In 2017 the first RCT (randomized controlled trial) was conducted on the effects of a healthy diet on people diagnosed with depression. This study is a first of its kind and shows that food can act as a powerful antidepressant (R). Personally, changing my diet has dramatically improved my mood. As someone who has struggled with depression throughout my life, I welcomed increased energy and a more positive outlook on life.
Psychotherapy and pharmacotherapy are currently the primary methods of treatment for depression. The SMILES (Supporting the Modification of lifestyle in Lowered Emotional States) trial is the first of its kind to consider if diet can be part of treatment for moderate to severe depression.
In the trial, 67 men and women, diagnosed with depression, were screened extensively. Researchers picked people who had relatively unhealthy but standard diets. They also tested for co-occurring mental/physical disorders.

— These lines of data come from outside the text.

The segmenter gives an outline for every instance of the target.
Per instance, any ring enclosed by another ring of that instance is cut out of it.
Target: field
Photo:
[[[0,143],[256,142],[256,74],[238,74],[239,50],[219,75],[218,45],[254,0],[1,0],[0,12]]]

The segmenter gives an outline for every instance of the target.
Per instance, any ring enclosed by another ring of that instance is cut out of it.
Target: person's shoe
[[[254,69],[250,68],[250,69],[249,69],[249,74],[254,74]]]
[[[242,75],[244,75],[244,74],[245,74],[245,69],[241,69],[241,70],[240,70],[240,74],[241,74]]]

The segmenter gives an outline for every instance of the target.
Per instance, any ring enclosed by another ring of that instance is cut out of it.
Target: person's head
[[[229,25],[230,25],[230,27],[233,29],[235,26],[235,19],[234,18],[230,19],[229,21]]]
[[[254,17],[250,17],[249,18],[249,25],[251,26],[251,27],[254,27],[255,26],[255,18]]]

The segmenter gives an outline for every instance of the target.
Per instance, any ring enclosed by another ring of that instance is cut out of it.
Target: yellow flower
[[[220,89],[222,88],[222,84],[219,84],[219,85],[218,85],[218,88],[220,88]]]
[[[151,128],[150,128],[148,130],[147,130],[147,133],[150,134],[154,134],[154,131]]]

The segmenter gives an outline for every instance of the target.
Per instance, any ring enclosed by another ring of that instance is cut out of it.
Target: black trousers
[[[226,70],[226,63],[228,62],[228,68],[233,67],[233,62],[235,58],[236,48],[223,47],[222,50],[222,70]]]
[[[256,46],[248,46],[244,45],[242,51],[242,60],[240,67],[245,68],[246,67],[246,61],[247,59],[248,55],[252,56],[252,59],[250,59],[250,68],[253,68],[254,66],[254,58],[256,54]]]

This ensured that the participants weren’t already eating healthy food and wouldn’t have any diseases interfering with results.
How did the study work?
Each person was randomly sorted into two groups: the diet group (DS) and social support (control) group (SS). Before the trial, every participant was scored using the MADRS scale (Montgomery–Åsberg Depression Rating Scale). Researchers put the diet group on a modified Mediterranean diet (ModiMed). They were encouraged to eat fresh fruits, vegetables, whole grains, legumes, nuts, extra virgin olive oil, and fish. They also had to limit their alcohol consumption along with processed foods. After three months, the participants had their MADRS scores re-tested.
What were the outcomes?
The scores of the diet group vastly improved. About 1/3 of the participants in this group ended up meeting criteria for significant depressive remission. Only 4% of the social group met the same criteria. These results mean that those who changed their diet were more likely to see benefits than that of the control group.
What does this all mean?
The correlation between mood and food has been anecdotal and speculative up until now. Quality scientific evidence, such as this randomized control trial, is vital for change. This study will help lead future research, along with help change thoughts on how we treat depression. Nutrition psychiatry is an emerging field that is gaining more traction. Studies like these could potentially help those who could greatly benefit from dietary changes over other methods.